Towtongie is already at work “stabilizing the financial reputation of the organization,” she said in a recent phone interview.

Coincidence or not, each time Towtongie has been elected as NTI’s president, it’s been following a former leader’s misuse of funds.

Leading up to Towtongie’s first election as president in 2001, then-president Paul Quassa stepped down after being caught running up a $30,000 tab on NTI’s corporate credit card, including $13,000 in cash withdrawals.

In August 2010, NTI’s then-president Paul Kaludjak was suspended for running up a $52,000 tab. Members voted to permanently oust him a few months later.

Now Towtongie is intent on rebuilding the organization’s credibility, something she believes she did successfully the first time around.

To prove to beneficiaries that she’s committed, Towtongie has already shaved $20,000 off of the $179,000 salary she began her term with.
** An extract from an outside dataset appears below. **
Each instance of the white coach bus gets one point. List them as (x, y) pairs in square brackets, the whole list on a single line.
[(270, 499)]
Towtongie has also turned down the housing allowance she’s entitled to. She and her husband own their own home in Rankin Inlet, where she works out of NTI’s office.

Towtongie says she doesn’t feel good taking so much, when so many Nunavummiut have so little.

“Issues of financial misuse are heard all over the world,” she said. “I’m not the president of a multi-million dollar [private] corporation. I’m an Inuk beneficiary and these are financial benefits that should go to all of us, and our unborn children.”

While transparency tops Towntongie’s priorities, experience has shown her there’s little time or place to hold grudges against those who’ve put the organization in the headlines for the wrong reasons.

That’s despite the fact that, following her first NTI presidency (2001-2003), it was her then-vice president of finance — Paul Kaludjak — who ran against Towntongie and won.

“I have respect for Paul,” she said. “I’m not surprised he won — he has good people skills.”

But back in the leader’s seat, Towtongie knows that time is money and two years doesn’t give her much.

Besides a regular review of NTI’s financial statements, she wants to look at the Nunavut elders’ pension to either increase the $150 monthly allowance or make it accessible to more people by adjusting the cut-off age.

Right now, only beneficiaries born before 1948 have access to the pension.

As well, Towtongie would like to do a comparative analysis of Nunavik’s Raglan Mine to explore how Inuit in Nunavut may better benefit from the territory’s growing mining industry.

As part of NTI’s anti-poverty strategy, Towtongie wants Northern stores across the territory to start buying handmade crafts from Inuit artists and seamstresses, to promote a more competitive market for Nunavut’s artisans.

And Towntongie says Nunavut needs to help facilitate a more permanent labour force, rather than the current system, which she says pays big benefits to transient workers.

“We’re flying workers in from Newfoundland and Quebec,” she said. “It’s not sustainable.”

That means offering more culturally-appropriate education to Nunavummiut at home, she said, especially in the trades.

Towtongie is currently hosting a student from Iqaluit who is studying to be an oil burner mechanic at Arctic College’s new trades training centre in Rankin Inlet.

“I support it personally and professionally because it’s a huge need in Nunavut,” she said. “If you fly these students down south [to study], you lose them.”

Originally from Coral Harbour, Towtongie left home as a teen to attend residential schools in Yellowknife, Iqaluit and then Rankin Inlet, which she has called home since.

She studied native law at the University of Saskatoon, business administration at Lethbridge College and worked for more than a decade for the Keewatin legal services centre.

Towtongie didn’t know it then, but she helped put Inuit culture in international headlines when she encouraged Michaëlle Jean. then the Governor General, to eat seal heart at a Rankin Inlet feast in 2009.

Towtongie is married with three grown children and four grandchildren, of whom she is immensely proud.

“My hope, like any other parent, is for them to live well, treat people well and to work to give Nunavut a better future,” she said.